IT- Recht: Darf Microsoft die Nutzung von Microsoft on premises -Software auf Azure und „non listed provider“ beschränken?

Kurz zu meinem Wording: Hosted Cloud nenne ich den Betrieb von gekaufter Software in einem Rechenzentrum. Die Software wird im Rechenzentrum betrieben, die berechtigten User „nutzen“ die Software, in dem sie über Datennetze (meist das Internet) auf die Software zugreifen.

Microsoft schreibt in seinen Lizenzbestimmungen, dass Software die von Microsoft ab dem 1.1.2019 (neue Softwareverträge, Upgrades) hergestellt und ausgeliefert wurde, grundsätzlich nur noch bei bestimmten Rechenzentrumsbetreibern installiert und betrieben werden darf (authorized outsourcers) und nur noch gegen ein zusätzliches Lizenzentgelt bei anderen Rechenzentren betrieben werden dürfen.
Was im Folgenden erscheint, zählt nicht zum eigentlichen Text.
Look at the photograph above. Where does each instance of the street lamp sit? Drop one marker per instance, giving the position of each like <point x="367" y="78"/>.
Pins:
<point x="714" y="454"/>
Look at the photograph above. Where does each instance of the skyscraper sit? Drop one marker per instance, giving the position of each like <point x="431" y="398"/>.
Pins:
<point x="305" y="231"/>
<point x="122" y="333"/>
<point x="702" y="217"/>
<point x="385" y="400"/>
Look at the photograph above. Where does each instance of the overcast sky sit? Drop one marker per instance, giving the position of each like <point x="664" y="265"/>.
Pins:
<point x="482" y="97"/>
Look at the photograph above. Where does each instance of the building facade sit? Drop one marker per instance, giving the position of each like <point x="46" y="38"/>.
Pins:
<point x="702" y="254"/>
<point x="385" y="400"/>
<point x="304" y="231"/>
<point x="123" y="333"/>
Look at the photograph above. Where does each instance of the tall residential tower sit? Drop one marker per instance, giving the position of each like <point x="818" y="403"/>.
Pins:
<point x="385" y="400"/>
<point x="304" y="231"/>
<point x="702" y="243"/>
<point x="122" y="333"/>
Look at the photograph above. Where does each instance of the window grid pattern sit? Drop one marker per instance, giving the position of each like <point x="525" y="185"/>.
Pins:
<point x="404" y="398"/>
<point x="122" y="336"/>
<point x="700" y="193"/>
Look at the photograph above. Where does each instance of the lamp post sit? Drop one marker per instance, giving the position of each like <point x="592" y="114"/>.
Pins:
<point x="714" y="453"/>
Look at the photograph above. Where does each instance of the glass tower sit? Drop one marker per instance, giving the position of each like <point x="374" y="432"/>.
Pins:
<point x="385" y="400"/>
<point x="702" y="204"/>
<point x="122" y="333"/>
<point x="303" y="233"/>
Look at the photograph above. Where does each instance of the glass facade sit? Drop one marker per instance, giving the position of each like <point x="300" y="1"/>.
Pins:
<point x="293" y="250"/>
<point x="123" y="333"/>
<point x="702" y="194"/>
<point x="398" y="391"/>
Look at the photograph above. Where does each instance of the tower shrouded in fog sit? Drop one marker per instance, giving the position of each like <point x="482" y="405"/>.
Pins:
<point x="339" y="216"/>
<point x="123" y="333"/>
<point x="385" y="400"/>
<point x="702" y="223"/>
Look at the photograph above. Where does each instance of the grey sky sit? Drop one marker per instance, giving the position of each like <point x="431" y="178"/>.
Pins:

Der Weg ist klar bestimmt: Hosted Cloud von Microsoft- Produkten soll auf Azure- Diensten erfolgen. Für den Betrieb auf anderen Systemen soll der Kunde mehr Geld bezahlen oder am besten darauf verzichten. Software aus dem Microsoft Universum soll nur im Microsoft Universum verwendet werden dürfen.

Die Fragestellung ist also klar. Darf Microsoft die Installation und den Zugriff auf die on prem -Software von dem Erwerb zusätzlicher Lizenzen abhängig machen oder generell ausschließen. Auch die Antwort ist klar, wobei sich die Experten über die Begründung streiten: Nein. Ich möchte aber gleich vorwegstellen, dass ich nicht daran glaube, dass Microsoft sich von seinem Weg ohne Einschreiten von Kartellbehörden abbringen lassen wird. Weder werden die Händler, noch werden die Kunden Gerichtsverfahren gegen Microsoft anstrengen. Mein Verhalten fußt auf den Erfahrungen, die ich mit Kunden und Händlern zu dem Thema Nachlizenzierung und Audit gemacht habe. Selbst wenn der Anwalt davon überzeugt ist, dass die Softwarehersteller etwas Falsches tun, sind die Kunden eher bereit, Kosten in einer gewissen Höhe zu akzeptieren, als eine Kündigung des Softwarepflegevertrags (und damit das Ausbleiben nicht benötigter Releases) zu riskieren, und als vor den Gerichten um ihr Recht zu streiten. Es fehlt zum einen an verfügbaren Alternativen, die man anstelle der gekauften Microsoft Software einsetzen könnte und zum anderen sind ja nicht nur die Kosten eines Rechtsstreits, sondern auch die Kosten der Neubeschaffung anderer Softwaresysteme zu beachten. Soweit Microsoft den preislichen Bogen nicht überspannt und die Kartellbehörden dem Tun von Microsoft nicht Einhalt gebieten, wird sich in der Praxis, meines Erachtens nach, nichts ändern.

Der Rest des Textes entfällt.